食品研究与开发
食品研究與開髮
식품연구여개발
FOOD RESEARCH AND CEVELOPMENT
2015年
10期
78-81
,共4页
严赞开%李跃林%庄东红%廖坤畑%刘淑娇
嚴讚開%李躍林%莊東紅%廖坤畑%劉淑嬌
엄찬개%리약림%장동홍%료곤전%류숙교
乌龙茶%香气成分%组分分析
烏龍茶%香氣成分%組分分析
오룡다%향기성분%조분분석
Oolong tea%aroma constituents%component analysis
用GC-MS法分析了5种凤凰单枞的香气组分。结果表明5种香型单枞的香气主要成分分别为:八仙单枞是异丁酸芳樟酯、脱氢芳樟醇、吲哚、5-正丁基-δ-戊内酯;桂花香是芳樟醇、吲哚、5-正丁基-δ-戊内酯、3,7-二甲基-1-溴-2,6-辛二烯;肉桂香单枞是芳樟醇、脱氢芳樟醇、吲哚、丁位辛内酯、α,α-5-三甲基-5-乙烯基四氢化-2-呋喃甲醇;贡香是芳樟醇、脱氢芳樟醇、吲哚、正丁基-δ-戊内酯;柚花香单枞是芳樟醇、顺-α,α-5-三甲基-5-乙烯基四氢化-2-呋喃甲醇、2,2,6-三甲基-6-乙烯基四氢-2H-呋喃-3-醇、对二甲苯。从5种单枞茶香气的主要成分数据可知,各种茶具有自身的独特性。
用GC-MS法分析瞭5種鳳凰單樅的香氣組分。結果錶明5種香型單樅的香氣主要成分分彆為:八仙單樅是異丁痠芳樟酯、脫氫芳樟醇、吲哚、5-正丁基-δ-戊內酯;桂花香是芳樟醇、吲哚、5-正丁基-δ-戊內酯、3,7-二甲基-1-溴-2,6-辛二烯;肉桂香單樅是芳樟醇、脫氫芳樟醇、吲哚、丁位辛內酯、α,α-5-三甲基-5-乙烯基四氫化-2-呋喃甲醇;貢香是芳樟醇、脫氫芳樟醇、吲哚、正丁基-δ-戊內酯;柚花香單樅是芳樟醇、順-α,α-5-三甲基-5-乙烯基四氫化-2-呋喃甲醇、2,2,6-三甲基-6-乙烯基四氫-2H-呋喃-3-醇、對二甲苯。從5種單樅茶香氣的主要成分數據可知,各種茶具有自身的獨特性。
용GC-MS법분석료5충봉황단종적향기조분。결과표명5충향형단종적향기주요성분분별위:팔선단종시이정산방장지、탈경방장순、신타、5-정정기-δ-무내지;계화향시방장순、신타、5-정정기-δ-무내지、3,7-이갑기-1-추-2,6-신이희;육계향단종시방장순、탈경방장순、신타、정위신내지、α,α-5-삼갑기-5-을희기사경화-2-부남갑순;공향시방장순、탈경방장순、신타、정정기-δ-무내지;유화향단종시방장순、순-α,α-5-삼갑기-5-을희기사경화-2-부남갑순、2,2,6-삼갑기-6-을희기사경-2H-부남-3-순、대이갑분。종5충단종다향기적주요성분수거가지,각충다구유자신적독특성。

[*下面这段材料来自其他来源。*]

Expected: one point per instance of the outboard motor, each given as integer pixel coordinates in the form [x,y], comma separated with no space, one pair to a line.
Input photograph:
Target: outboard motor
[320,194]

The aroma constituents of five FengHuang Dancong tea cultivar were analyzed with GC-MS method. The results showed that the major constituents of them were as follows: Baxian fragrance type were linalyl isobutyrate, hotrienol, indole,δ-nonalactone;Gueihua fragrance type were linalool, indole,δ-nonalactone, 1-bromo-3,7-dimethyl-2,6-Octadiene; Ruogui fragrance type were linalool, hotrienol, indole, γ-nonalactone,α,α, 5-trimethyl-5-ethenyltetrahydro-2-Furan-methanol; gongxiang fragrance type were linalool, hotrienol, indole, δ-nonalactone; Youhua fragrance type were Linalool, cis (tran)-α,α,-5-trimethyl-5-ethenyltetrahydro-2-furanmethanol, 2,2,6-Trimethyl-6-vinyltetrahydropyran-3-ol, p-xylene. According to the data of main aroma components of five kinds of Dancong tea showed that each has its own unique.